A new Europe-wide patent and patent court will be introduced shortly. The new regime will allow borrowers to protect and enforce their patent rights across Europe in a more streamlined way with a single patent and through a single patent court (the Unified Patent Court or UPC). The UPC will be established via an international agreement: the Agreement on a Unified Patent Court (UPCA). There was some uncertainty about the UK’s participation in the UPC and the UPCA after the vote to leave the EU in June last year, but the UK government has recently confirmed that it will, notwithstanding Brexit, ratify the UPCA, and the new European-wide system is scheduled to go live in December 2017. Even if the UK withdraws after the consummation of Brexit, the new system will continue to affect borrowers who have patent rights in other EU countries; so it will remain relevant to those borrowers and their lenders.

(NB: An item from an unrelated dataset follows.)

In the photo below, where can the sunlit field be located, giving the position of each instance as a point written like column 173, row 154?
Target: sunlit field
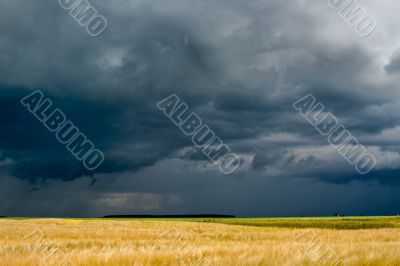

Impact on finance transactions
The new system may have a negative effect on the value of existing European patents as security for lenders
Where, as is usually the case, there are multiple “European” patents in relation to a particular invention, each having effect in a different country, it is at present necessary to invalidate each national “European” patent separately. Under the new system they may all be invalidated centrally – i.e. in one fell swoop on the basis of a single court action. The ability to invalidate all patents in this way could clearly have a detrimental effect on a lender’s IP security (particularly where that IP is commercially valuable and forms a key component of the lender’s security package), because patent invalidation will be less administratively burdensome and quicker than is currently the case.
Failure to opt patents out of the new system could amount to a breach of undertakings in loan facility documentation
Loan facility documentation will typically contain a positive obligation (commonly referred to as an “undertaking” or “covenant”) on the borrower to ensure that the value of its IP is not affected by the way that IP is used, or by taking steps or failing to take steps in order to protect that IP. A borrower will have the ability to “opt out” its patents from the UPC regime during a transitional period of seven years (possibly to be extended to 14 years). If the borrower fails to do so, that failure could amount to a breach of any IP undertakings in the loan facility documentation because the “single invalidation action” referred to above could be considered to damage the “value” of its patents. However, where a loan facility is silent on this point, it seems unlikely that a lender would take the view that a failure to opt out would constitute a breach under IP specific conditions or any general provisions. The above issues should be considered when entering into a new facility.
Commenting on the UPC and the UPCA and its impact on finance transactions, Charlotte Tillett and Andrew Dodds note that “Lenders should consider the commercial importance of IP security in light of the sweeping new rules for invalidating patents across Europe under this new regime and whether or not a borrower should be required to “opt out” its patents from this regime for the duration of any financing with that lender. Relatedly, borrowers should review carefully (or negotiate) the IP undertakings in their loan facility documentation to ensure that the new UPC regime does not inadvertently trigger a breach of any IP undertaking referable to the “value” of IP.”